Jacob Maris, Two Girls, Daughters of the Artist at the Piano, 1880, watercolour

“Daughters of the Artist at the Piano” also shows an intimate moment from his family life. Again, his two daughters are shown enjoying a proper past time for a respectable young lady; piano playing. Well, we can assume they are playing it because in this watercolour they are just standing next to it. I love the contrast between the left side of the painting which is darker and the right side which is way lighter because the two girls are standing here, with their backs turned back to us they are showing off their soft feathery hair and matching blue ribbons. The older girl is touching a few piano keys while the younger one watches. Can you not hear music in the air? Do you not feel as if you are standing right behind them and observing them. For those of you who are not convinced in the superior beauty of watercolours, let me show you a similar motif by Maris but painted in the traditional oil on canvas technique. How much more delicate the watercolour looks? Like a poem on paper.

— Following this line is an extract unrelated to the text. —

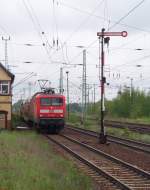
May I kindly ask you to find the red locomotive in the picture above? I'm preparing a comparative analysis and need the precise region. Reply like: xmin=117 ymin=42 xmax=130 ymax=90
xmin=20 ymin=90 xmax=66 ymax=133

Jacob Maris, Girl at the Piano, 1879, oil on canvas

Jacob Maris, Daughter of Jacob Maris with Flowers in the Grass, 1878, watercolour and black chalk

The third and the last watercolour I’ve chosen for this post shows an idyll of a beautiful spring day; Maris’s daughter is sitting in the grass dressed in a pretty white dress and holding a little flower bouquet in her hands. Blue colour of her ribbon is echoed in the details of the bouquet, her little boots, and it’s also present here and there in the lush green grass. This watercolour truly brings the atmosphere of a lovely spring day; warm but not too warm like in the height of summer, mingled scent of many flowers hanging in the air, soft breeze which makes music in the treetops, bees buzzing somewhere in the distance, birds singing in trees. You can imagine stepping through that same grass and seeing the girl yourself, noticing the play of shadows on her dress, feeling the grass as it tickles your ankles, hearing the girl’s soft singing or rambling about her flowers. It’s more sketchy and shows the influence of Impressionism and the plein air technique on Maris, and it’s a very different approach to portraying landscape than he usually did. This painting makes it so easy to fall into a reverie, and it being spring, makes it even easier, and just look at this detail of her dress. I just love how the thin blades of grass and tiny yellow flowers are painted over her dress, and I love the stroke of lighter blue on her shoes. The scene is so airy and delicate and, to me, it brings to mind Debussy’s music.